Sunday, January 18, 2009

Creativity and the richness of brain concepts

In two recent blogs, I argued that self-censorship, whether known or unknown, is an unwelcome brake on creativity; it stifles self-expression and hence prevents a work from reaching the heights of great art. But, as I have argued in my recent book Splendors and Miseries of the Brain, it is not the only impediment. I view all art as an effort to translate brain concepts into a work. These brain concepts are synthetic ones – the result of many experiences. But a single work of art, or even a series of works, more often than not cannot translate these synthetic concepts adequately. Yves Saint Laurent once said (I think to Christian Lacroix) that he suffered greatly when creating. He is not alone in that. Most artists do the same and say as much.

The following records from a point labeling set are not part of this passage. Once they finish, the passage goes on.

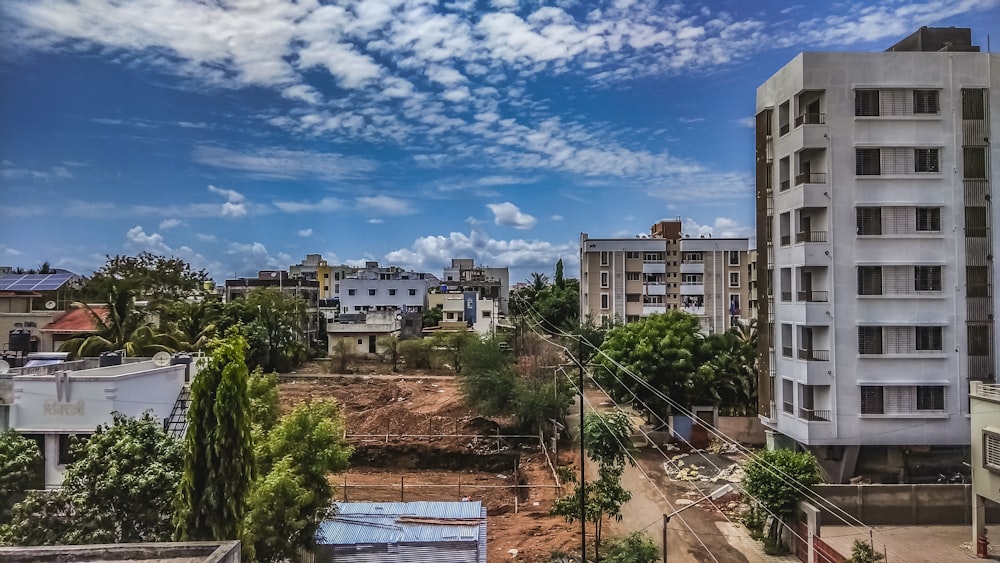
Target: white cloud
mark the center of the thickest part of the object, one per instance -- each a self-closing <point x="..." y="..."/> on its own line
<point x="509" y="215"/>
<point x="386" y="205"/>
<point x="324" y="205"/>
<point x="431" y="253"/>
<point x="283" y="163"/>
<point x="235" y="207"/>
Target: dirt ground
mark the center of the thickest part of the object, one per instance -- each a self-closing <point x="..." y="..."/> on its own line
<point x="414" y="439"/>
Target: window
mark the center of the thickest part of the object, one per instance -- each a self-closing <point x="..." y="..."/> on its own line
<point x="927" y="278"/>
<point x="867" y="162"/>
<point x="866" y="103"/>
<point x="869" y="280"/>
<point x="925" y="101"/>
<point x="869" y="340"/>
<point x="928" y="338"/>
<point x="788" y="396"/>
<point x="869" y="220"/>
<point x="991" y="451"/>
<point x="872" y="399"/>
<point x="930" y="398"/>
<point x="974" y="163"/>
<point x="928" y="219"/>
<point x="925" y="160"/>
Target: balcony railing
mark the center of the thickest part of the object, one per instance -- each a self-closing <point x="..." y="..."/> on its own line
<point x="810" y="178"/>
<point x="814" y="355"/>
<point x="815" y="415"/>
<point x="814" y="296"/>
<point x="810" y="119"/>
<point x="811" y="236"/>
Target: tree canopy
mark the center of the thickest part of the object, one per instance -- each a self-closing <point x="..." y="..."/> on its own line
<point x="120" y="488"/>
<point x="218" y="461"/>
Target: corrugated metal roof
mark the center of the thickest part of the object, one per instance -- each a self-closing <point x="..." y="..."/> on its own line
<point x="403" y="522"/>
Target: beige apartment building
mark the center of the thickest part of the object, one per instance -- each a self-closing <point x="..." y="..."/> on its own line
<point x="625" y="279"/>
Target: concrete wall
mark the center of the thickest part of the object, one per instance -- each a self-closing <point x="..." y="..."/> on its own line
<point x="743" y="429"/>
<point x="906" y="505"/>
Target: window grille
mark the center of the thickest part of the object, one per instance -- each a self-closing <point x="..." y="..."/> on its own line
<point x="869" y="340"/>
<point x="867" y="162"/>
<point x="927" y="278"/>
<point x="869" y="280"/>
<point x="866" y="103"/>
<point x="926" y="160"/>
<point x="872" y="399"/>
<point x="928" y="219"/>
<point x="925" y="101"/>
<point x="869" y="220"/>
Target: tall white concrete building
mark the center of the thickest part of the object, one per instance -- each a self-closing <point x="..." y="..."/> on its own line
<point x="875" y="242"/>
<point x="626" y="279"/>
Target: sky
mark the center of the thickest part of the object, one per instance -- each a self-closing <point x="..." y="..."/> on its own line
<point x="241" y="135"/>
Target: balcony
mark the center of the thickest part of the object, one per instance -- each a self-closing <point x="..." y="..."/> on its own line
<point x="810" y="178"/>
<point x="810" y="236"/>
<point x="813" y="296"/>
<point x="811" y="355"/>
<point x="810" y="119"/>
<point x="815" y="415"/>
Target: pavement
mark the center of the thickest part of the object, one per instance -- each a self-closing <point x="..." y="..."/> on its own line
<point x="911" y="544"/>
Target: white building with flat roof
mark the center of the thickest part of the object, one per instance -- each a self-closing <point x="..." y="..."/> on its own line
<point x="874" y="222"/>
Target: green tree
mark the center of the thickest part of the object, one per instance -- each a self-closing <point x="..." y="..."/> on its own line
<point x="293" y="494"/>
<point x="272" y="323"/>
<point x="660" y="351"/>
<point x="119" y="489"/>
<point x="775" y="481"/>
<point x="633" y="548"/>
<point x="219" y="460"/>
<point x="20" y="466"/>
<point x="122" y="327"/>
<point x="608" y="441"/>
<point x="157" y="279"/>
<point x="862" y="552"/>
<point x="265" y="407"/>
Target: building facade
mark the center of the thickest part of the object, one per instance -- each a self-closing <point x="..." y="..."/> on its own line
<point x="626" y="279"/>
<point x="874" y="281"/>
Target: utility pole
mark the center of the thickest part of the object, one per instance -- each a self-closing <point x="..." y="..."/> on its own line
<point x="583" y="463"/>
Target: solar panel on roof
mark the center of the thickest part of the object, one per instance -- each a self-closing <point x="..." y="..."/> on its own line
<point x="33" y="282"/>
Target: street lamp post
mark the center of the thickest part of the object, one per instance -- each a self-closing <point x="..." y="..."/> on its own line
<point x="714" y="495"/>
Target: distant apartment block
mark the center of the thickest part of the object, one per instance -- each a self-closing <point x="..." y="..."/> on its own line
<point x="626" y="279"/>
<point x="875" y="236"/>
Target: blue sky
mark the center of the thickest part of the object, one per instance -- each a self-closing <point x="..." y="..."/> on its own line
<point x="243" y="134"/>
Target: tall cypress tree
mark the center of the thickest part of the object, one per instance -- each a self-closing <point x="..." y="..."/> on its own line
<point x="219" y="463"/>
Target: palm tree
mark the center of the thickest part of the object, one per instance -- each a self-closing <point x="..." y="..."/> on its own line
<point x="121" y="327"/>
<point x="194" y="324"/>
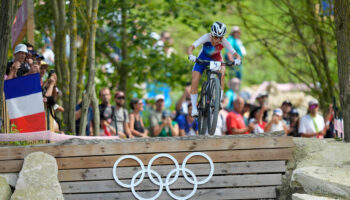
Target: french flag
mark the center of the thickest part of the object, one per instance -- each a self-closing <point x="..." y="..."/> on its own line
<point x="25" y="103"/>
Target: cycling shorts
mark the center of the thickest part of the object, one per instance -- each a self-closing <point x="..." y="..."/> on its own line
<point x="201" y="67"/>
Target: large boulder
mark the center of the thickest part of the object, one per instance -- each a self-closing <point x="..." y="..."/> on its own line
<point x="11" y="178"/>
<point x="38" y="179"/>
<point x="298" y="196"/>
<point x="5" y="190"/>
<point x="321" y="167"/>
<point x="330" y="181"/>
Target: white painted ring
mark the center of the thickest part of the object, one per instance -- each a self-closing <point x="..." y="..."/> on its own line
<point x="210" y="163"/>
<point x="177" y="168"/>
<point x="115" y="171"/>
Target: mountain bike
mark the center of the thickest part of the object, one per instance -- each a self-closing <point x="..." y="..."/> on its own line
<point x="209" y="100"/>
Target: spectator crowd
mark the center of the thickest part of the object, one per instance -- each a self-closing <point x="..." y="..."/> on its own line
<point x="237" y="114"/>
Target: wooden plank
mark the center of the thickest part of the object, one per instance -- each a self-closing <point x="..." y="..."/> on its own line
<point x="201" y="169"/>
<point x="108" y="161"/>
<point x="181" y="183"/>
<point x="205" y="194"/>
<point x="152" y="145"/>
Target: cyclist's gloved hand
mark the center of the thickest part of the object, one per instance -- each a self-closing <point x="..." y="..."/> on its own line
<point x="192" y="58"/>
<point x="238" y="62"/>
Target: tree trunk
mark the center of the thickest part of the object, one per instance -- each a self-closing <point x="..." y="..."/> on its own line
<point x="60" y="57"/>
<point x="123" y="70"/>
<point x="92" y="72"/>
<point x="342" y="21"/>
<point x="72" y="67"/>
<point x="7" y="12"/>
<point x="83" y="55"/>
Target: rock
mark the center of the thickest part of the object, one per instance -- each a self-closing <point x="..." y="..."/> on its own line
<point x="38" y="179"/>
<point x="321" y="167"/>
<point x="322" y="153"/>
<point x="11" y="178"/>
<point x="298" y="196"/>
<point x="5" y="190"/>
<point x="330" y="181"/>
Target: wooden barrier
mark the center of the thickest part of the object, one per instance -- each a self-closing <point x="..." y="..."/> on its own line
<point x="245" y="167"/>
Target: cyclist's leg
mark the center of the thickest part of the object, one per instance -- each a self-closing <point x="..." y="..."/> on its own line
<point x="239" y="70"/>
<point x="223" y="70"/>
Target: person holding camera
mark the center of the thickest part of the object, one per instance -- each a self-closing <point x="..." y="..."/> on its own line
<point x="168" y="126"/>
<point x="120" y="117"/>
<point x="137" y="127"/>
<point x="188" y="124"/>
<point x="276" y="123"/>
<point x="18" y="67"/>
<point x="161" y="123"/>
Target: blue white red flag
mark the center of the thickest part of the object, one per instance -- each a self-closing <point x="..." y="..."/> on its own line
<point x="25" y="103"/>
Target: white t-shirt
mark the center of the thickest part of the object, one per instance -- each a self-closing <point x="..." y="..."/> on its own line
<point x="206" y="38"/>
<point x="307" y="125"/>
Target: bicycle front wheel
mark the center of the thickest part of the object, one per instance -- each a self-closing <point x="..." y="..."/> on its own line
<point x="202" y="112"/>
<point x="214" y="104"/>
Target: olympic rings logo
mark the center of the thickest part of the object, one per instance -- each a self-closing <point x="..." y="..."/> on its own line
<point x="159" y="180"/>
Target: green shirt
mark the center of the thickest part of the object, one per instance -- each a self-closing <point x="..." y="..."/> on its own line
<point x="166" y="131"/>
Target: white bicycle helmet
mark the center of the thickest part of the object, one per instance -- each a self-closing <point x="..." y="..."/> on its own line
<point x="218" y="29"/>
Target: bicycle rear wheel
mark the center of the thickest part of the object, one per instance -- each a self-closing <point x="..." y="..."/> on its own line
<point x="214" y="104"/>
<point x="202" y="119"/>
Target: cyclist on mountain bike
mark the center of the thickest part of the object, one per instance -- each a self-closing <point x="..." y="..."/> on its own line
<point x="213" y="43"/>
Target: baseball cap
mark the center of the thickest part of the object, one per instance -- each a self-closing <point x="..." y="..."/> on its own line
<point x="21" y="48"/>
<point x="278" y="112"/>
<point x="119" y="94"/>
<point x="313" y="102"/>
<point x="235" y="29"/>
<point x="43" y="63"/>
<point x="262" y="94"/>
<point x="294" y="111"/>
<point x="287" y="102"/>
<point x="159" y="97"/>
<point x="40" y="56"/>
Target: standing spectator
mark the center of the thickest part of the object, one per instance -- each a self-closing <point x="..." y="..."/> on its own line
<point x="245" y="112"/>
<point x="105" y="109"/>
<point x="221" y="127"/>
<point x="294" y="123"/>
<point x="182" y="105"/>
<point x="276" y="123"/>
<point x="163" y="45"/>
<point x="258" y="119"/>
<point x="136" y="125"/>
<point x="155" y="117"/>
<point x="312" y="124"/>
<point x="188" y="125"/>
<point x="262" y="101"/>
<point x="89" y="124"/>
<point x="168" y="127"/>
<point x="235" y="121"/>
<point x="43" y="69"/>
<point x="120" y="117"/>
<point x="330" y="122"/>
<point x="286" y="108"/>
<point x="18" y="67"/>
<point x="232" y="93"/>
<point x="237" y="44"/>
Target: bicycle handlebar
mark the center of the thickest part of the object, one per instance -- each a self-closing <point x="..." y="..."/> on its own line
<point x="228" y="63"/>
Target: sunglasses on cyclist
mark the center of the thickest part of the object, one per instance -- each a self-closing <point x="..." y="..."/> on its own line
<point x="217" y="38"/>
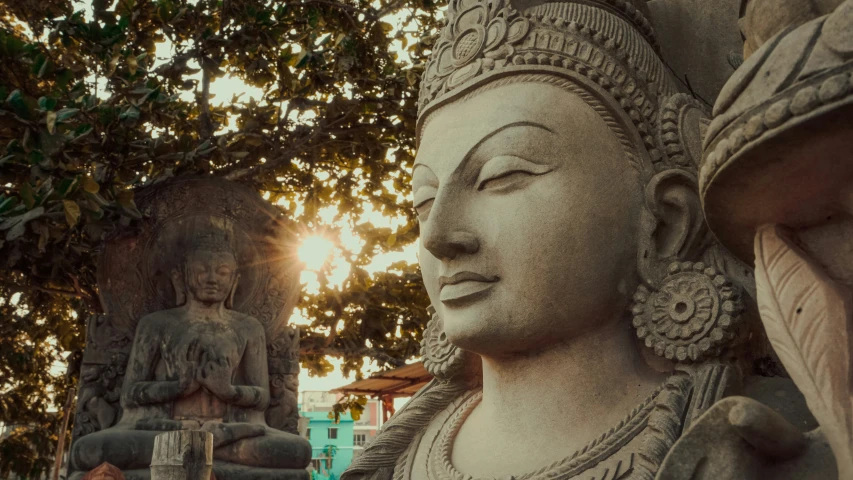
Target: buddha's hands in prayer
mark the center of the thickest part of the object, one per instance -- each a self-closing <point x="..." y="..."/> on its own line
<point x="188" y="382"/>
<point x="744" y="439"/>
<point x="214" y="374"/>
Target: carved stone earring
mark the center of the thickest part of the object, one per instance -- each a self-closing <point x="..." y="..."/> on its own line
<point x="692" y="316"/>
<point x="442" y="359"/>
<point x="229" y="302"/>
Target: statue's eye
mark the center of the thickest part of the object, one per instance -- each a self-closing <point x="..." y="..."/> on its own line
<point x="424" y="198"/>
<point x="503" y="172"/>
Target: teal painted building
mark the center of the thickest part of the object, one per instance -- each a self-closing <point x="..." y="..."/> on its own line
<point x="329" y="462"/>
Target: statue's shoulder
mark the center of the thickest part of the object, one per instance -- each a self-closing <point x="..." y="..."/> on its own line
<point x="783" y="396"/>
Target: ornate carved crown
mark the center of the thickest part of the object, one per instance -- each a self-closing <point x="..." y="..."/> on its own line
<point x="607" y="46"/>
<point x="218" y="242"/>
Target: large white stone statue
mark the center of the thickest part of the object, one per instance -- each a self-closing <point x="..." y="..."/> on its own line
<point x="587" y="323"/>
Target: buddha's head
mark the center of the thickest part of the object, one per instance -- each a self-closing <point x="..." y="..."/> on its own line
<point x="210" y="270"/>
<point x="554" y="176"/>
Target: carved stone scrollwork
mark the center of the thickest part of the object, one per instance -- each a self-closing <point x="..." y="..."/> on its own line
<point x="197" y="300"/>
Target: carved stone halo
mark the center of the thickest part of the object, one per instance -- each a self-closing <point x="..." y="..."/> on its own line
<point x="691" y="316"/>
<point x="135" y="270"/>
<point x="440" y="466"/>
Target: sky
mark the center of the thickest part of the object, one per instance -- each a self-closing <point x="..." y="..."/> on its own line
<point x="315" y="250"/>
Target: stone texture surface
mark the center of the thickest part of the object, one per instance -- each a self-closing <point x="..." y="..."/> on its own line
<point x="776" y="179"/>
<point x="104" y="471"/>
<point x="763" y="19"/>
<point x="585" y="318"/>
<point x="182" y="455"/>
<point x="195" y="335"/>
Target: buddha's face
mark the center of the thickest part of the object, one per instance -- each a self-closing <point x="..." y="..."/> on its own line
<point x="210" y="275"/>
<point x="529" y="213"/>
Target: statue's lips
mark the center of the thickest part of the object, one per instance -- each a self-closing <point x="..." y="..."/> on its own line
<point x="464" y="286"/>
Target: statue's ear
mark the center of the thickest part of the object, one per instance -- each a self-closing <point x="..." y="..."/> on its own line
<point x="674" y="226"/>
<point x="229" y="302"/>
<point x="178" y="284"/>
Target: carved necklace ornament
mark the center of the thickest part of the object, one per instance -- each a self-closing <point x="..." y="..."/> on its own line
<point x="440" y="466"/>
<point x="691" y="317"/>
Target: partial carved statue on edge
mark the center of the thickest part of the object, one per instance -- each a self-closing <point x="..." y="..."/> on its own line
<point x="585" y="317"/>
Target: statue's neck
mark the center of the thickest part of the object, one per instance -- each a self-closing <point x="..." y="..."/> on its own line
<point x="570" y="392"/>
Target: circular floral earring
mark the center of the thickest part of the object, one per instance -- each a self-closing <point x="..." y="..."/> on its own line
<point x="692" y="316"/>
<point x="441" y="358"/>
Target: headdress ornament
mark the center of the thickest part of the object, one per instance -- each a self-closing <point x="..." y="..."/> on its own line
<point x="213" y="242"/>
<point x="606" y="46"/>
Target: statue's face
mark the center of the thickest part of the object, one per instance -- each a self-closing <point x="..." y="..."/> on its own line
<point x="529" y="214"/>
<point x="211" y="275"/>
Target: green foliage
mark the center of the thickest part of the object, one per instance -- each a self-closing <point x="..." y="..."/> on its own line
<point x="92" y="110"/>
<point x="353" y="403"/>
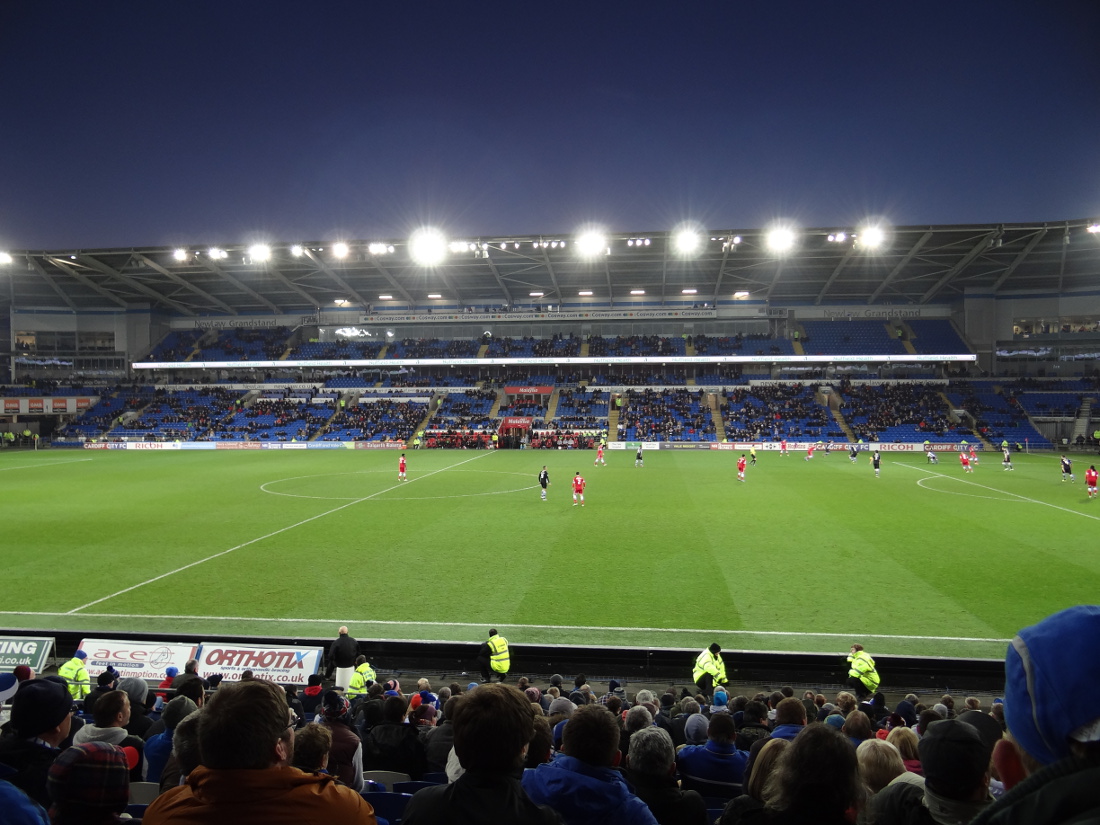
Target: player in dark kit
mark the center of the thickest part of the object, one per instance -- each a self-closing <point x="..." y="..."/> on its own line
<point x="1067" y="469"/>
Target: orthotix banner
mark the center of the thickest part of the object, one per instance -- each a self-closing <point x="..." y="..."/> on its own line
<point x="283" y="664"/>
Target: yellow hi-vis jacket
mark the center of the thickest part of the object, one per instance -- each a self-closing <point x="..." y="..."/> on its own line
<point x="498" y="653"/>
<point x="363" y="674"/>
<point x="862" y="668"/>
<point x="76" y="674"/>
<point x="707" y="662"/>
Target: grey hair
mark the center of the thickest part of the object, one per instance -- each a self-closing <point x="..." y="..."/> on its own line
<point x="651" y="751"/>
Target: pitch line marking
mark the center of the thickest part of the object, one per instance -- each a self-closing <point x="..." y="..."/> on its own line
<point x="391" y="623"/>
<point x="45" y="463"/>
<point x="270" y="535"/>
<point x="994" y="490"/>
<point x="264" y="487"/>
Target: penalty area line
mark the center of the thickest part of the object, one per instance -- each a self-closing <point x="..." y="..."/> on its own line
<point x="996" y="490"/>
<point x="391" y="623"/>
<point x="267" y="536"/>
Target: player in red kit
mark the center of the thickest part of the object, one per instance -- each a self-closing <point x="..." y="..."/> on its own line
<point x="578" y="488"/>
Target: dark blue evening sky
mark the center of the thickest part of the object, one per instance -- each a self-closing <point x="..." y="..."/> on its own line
<point x="138" y="123"/>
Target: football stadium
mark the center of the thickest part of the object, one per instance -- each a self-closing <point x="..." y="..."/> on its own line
<point x="609" y="451"/>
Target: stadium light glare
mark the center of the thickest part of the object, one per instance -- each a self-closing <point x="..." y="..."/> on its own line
<point x="780" y="239"/>
<point x="686" y="241"/>
<point x="872" y="237"/>
<point x="591" y="244"/>
<point x="428" y="246"/>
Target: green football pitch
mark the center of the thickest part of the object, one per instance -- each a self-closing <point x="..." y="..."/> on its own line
<point x="803" y="556"/>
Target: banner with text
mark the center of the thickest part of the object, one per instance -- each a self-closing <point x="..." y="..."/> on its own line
<point x="283" y="664"/>
<point x="30" y="650"/>
<point x="138" y="659"/>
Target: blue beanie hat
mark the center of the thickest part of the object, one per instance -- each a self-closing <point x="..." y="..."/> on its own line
<point x="1051" y="671"/>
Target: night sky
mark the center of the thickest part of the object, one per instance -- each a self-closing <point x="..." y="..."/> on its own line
<point x="150" y="123"/>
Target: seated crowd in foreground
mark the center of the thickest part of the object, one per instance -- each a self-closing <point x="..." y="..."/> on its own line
<point x="243" y="752"/>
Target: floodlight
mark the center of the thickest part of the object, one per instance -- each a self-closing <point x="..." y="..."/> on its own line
<point x="872" y="237"/>
<point x="686" y="241"/>
<point x="428" y="246"/>
<point x="780" y="239"/>
<point x="592" y="243"/>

One, very common, way of avoiding this difficulty is to abandon all attempts at creating a work; another is to leave it unfinished. But Balzac in particular highlights a third way, which also ends in failure. In his The Unknown Masterpiece (Le Chef-d’œuvre inconnu), he writes of a painter who progressively destroys a painting through the richness of concepts in his brain, by trying to put too much into the work. When he finally allows others to see the painting, on which he has been working secretly for 10 years, they see nothing but “a mass of confused colours contained within a multitude of bizarre lines”. Of it Balzac wrote that it was about “a work and its execution strangled by the great abundance of the creative principle”, which I translate into the richness of the synthetic concepts in the brain.

It ends, of course, with the suicide of the artist, just as in Zola’s novel, The Masterpiece (L’Œuvre), the painter Lantier commits suicide because of the richness of concepts in his brain.

It is interesting to note that both Cézanne and Picasso greatly admired Balzac’s The Unknown Masterpiece. Picasso was so taken by it that he purchased (or rented) the apartment in Paris in which it was set. Of the principle character in the short novel (Frenhofer), Cézanne said, “Frenhofer, c’est moi”.

The novels of Balzac and Zola constitute, in this context, very interesting neurobiological documents. But they do not address, and neither has neurobiology to date, the mechanisms that drive an artist to want to create, often desperately. It is an extremely interesting problem for neurobiology, which stands to gain a great deal from learning about the problem by studying what the great creative artists have had to say about it.

1 comment:

Anonymous said...

It would be not only interesting - but necessary- to state (from a scientific point of view) the difference between:

1) Self-censorship in relation to oneself: The "This is really what I want?" idea.

2) Self-censorship in relation to the others: The "What will they say?" idea

It's my hope Neuroesthetics field will make interesting discoveries in the near future, because all what we have is essentially the perception of ourselves in opposition to the perception of the others.. or what some call the "inner" and the "outer" world.